Kevin ClarkeJune 28, 2021
In this April 23, 2021, file photo, Interior Secretary Deb Haaland speaks during a news briefing at the White House in Washington. On Tuesday, June 22, 2021, Haaland and other federal officials are expected to announce steps that the federal government plans to take to reconcile the legacy of boarding school policies on Indigenous families and communities across the U.S. (AP Photo/Evan Vucci, File)In this April 23, 2021, file photo, Interior Secretary Deb Haaland speaks during a news briefing at the White House in Washington. On Tuesday, June 22, 2021, Haaland and other federal officials are expected to announce steps that the federal government plans to take to reconcile the legacy of boarding school policies on Indigenous families and communities across the U.S. (AP Photo/Evan Vucci, File)

Responding to the announcement of a Department of Interior initiative that will look at the history of Native American boarding schools and seek to identify the possible grave sites of a still-unknown number of Indigenous children, the U.S. Conference of Catholic Bishops, through its spokesperson Chieko Noguchi, issued a cautious statement on June 28, noting that the conference would “look for ways to be of assistance” to the Interior Department’s investigation:

“We are deeply saddened by the information coming out of two former residential boarding school sites in Canada,” Ms. Noguchi said. “We cannot even begin to imagine the deep sorrow these discoveries are causing in Native communities across North America.

“It is important to understand what might have occurred here in the United States,” she said. “Therefore, we are following closely the announcement last week by the Department of the Interior of a formal inquiry into residential boarding schools.

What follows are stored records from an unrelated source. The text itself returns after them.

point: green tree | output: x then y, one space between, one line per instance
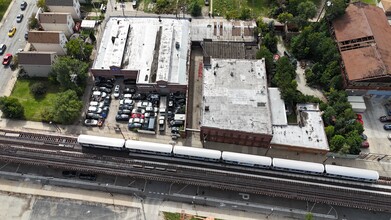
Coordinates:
70 73
306 10
66 108
11 108
337 143
42 4
78 49
263 52
329 130
336 9
195 8
270 42
245 13
38 89
284 17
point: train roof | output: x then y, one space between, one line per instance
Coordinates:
197 152
298 165
247 158
98 140
352 172
148 146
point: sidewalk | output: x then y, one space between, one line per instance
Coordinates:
27 188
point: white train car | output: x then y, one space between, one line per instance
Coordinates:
246 159
197 153
148 147
351 173
101 142
298 166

The United States Conference of Catholic Bishops will look for ways to be of assistance.

“We are deeply saddened by the information coming out of two former residential boarding school sites in Canada. We cannot even begin to imagine the deep sorrow these discoveries are causing in Native communities.”

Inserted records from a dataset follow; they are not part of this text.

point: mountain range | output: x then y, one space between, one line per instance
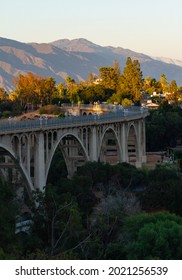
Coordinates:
75 58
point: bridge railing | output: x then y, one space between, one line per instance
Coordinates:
11 125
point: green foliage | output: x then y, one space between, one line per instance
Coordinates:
156 236
163 127
50 109
9 208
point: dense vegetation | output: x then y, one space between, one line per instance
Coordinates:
104 211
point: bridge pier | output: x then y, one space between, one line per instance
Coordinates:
39 168
112 138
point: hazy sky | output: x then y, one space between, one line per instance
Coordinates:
153 27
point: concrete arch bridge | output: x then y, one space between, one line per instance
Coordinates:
29 146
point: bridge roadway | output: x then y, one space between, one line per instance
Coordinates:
117 136
11 125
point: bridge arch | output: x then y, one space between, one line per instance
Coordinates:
110 148
73 151
10 160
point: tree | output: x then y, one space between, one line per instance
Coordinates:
110 76
131 82
157 236
34 89
164 83
9 209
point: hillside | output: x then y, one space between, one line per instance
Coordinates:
76 58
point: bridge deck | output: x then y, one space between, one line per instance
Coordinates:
11 125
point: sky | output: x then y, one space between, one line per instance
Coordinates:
152 27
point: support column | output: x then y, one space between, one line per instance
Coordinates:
39 169
139 145
124 142
93 145
143 133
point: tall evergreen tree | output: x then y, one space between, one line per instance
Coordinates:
131 80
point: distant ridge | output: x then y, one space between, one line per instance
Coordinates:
75 58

“By bringing this painful story to light, may it bring some measure of peace to the victims and a heightened awareness so that this disturbing history is never repeated,” she said.

Beginning in 1819 and continuing through 1969, the U.S. government provided the resources and logistical support for the schools and the Catholic Church and other religious denominations administered them. The schools were intended to assimilate Indigenous children.

According to the National Native American Boarding School Healing Coalition, by 1926 there were 357 schools in 30 states attended by more than 60,000 children. Hundreds of thousands of Native American children may have passed through them during the decades they were maintained, according to the coalition.

Catholic orders in the United States administered 84 of the schools. The Society of Jesus managed four of them.

In Canada hundreds of graves have been detected with ground-penetrating radar at two the sites of two former residential schools in Canada in recent weeks. Thousands more are expected to be discovered as other sites in Canada are investigated. A six-year investigation by Canada’s Truth and Reconciliation Commission uncovered multiple accounts of brutality, neglect and sexual abuse within the residential schools network.

The Department of Interior is for the first time in U.S. history being led by a Native American. On June 22 Secretary of the Interior Deb Haaland ordered the investigation into the history of U.S. boarding schools, which had served as the model of the Canadian network, and a search for the graves of the children who died at them. The initiative represents the first formal national effort to investigate the history of the Indigenous schools in the United States, though it is not the first time the federal government has attempted to acknowledge what Haaland referred to as a “dark history.”

More than two decades ago, Assistant Secretary of Indian Affairs Kevin Gover issued an apology for the emotional, psychological, physical and spiritual violence committed against children at the off-reservation schools. Then in 2009, President Barack Obama quietly signed off on an apology of sorts that was buried deep in a multibillion-dollar defense spending bill; the language had been watered down from the original legislation introduced years earlier.

A member of New Mexico’s Laguna Pueblo, Ms. Haaland outlined the initiative while addressing members of the National Congress of American Indians during the group’s midyear conference. Ms. Haaland said she hoped it would “shed light on the unspoken traumas of the past.”

“I know that this process will be long and difficult,” she said. “I know that this process will be painful. It won’t undo the heartbreak and loss that so many of us feel. But only by acknowledging the past can we work toward a future that we’re all proud to embrace.”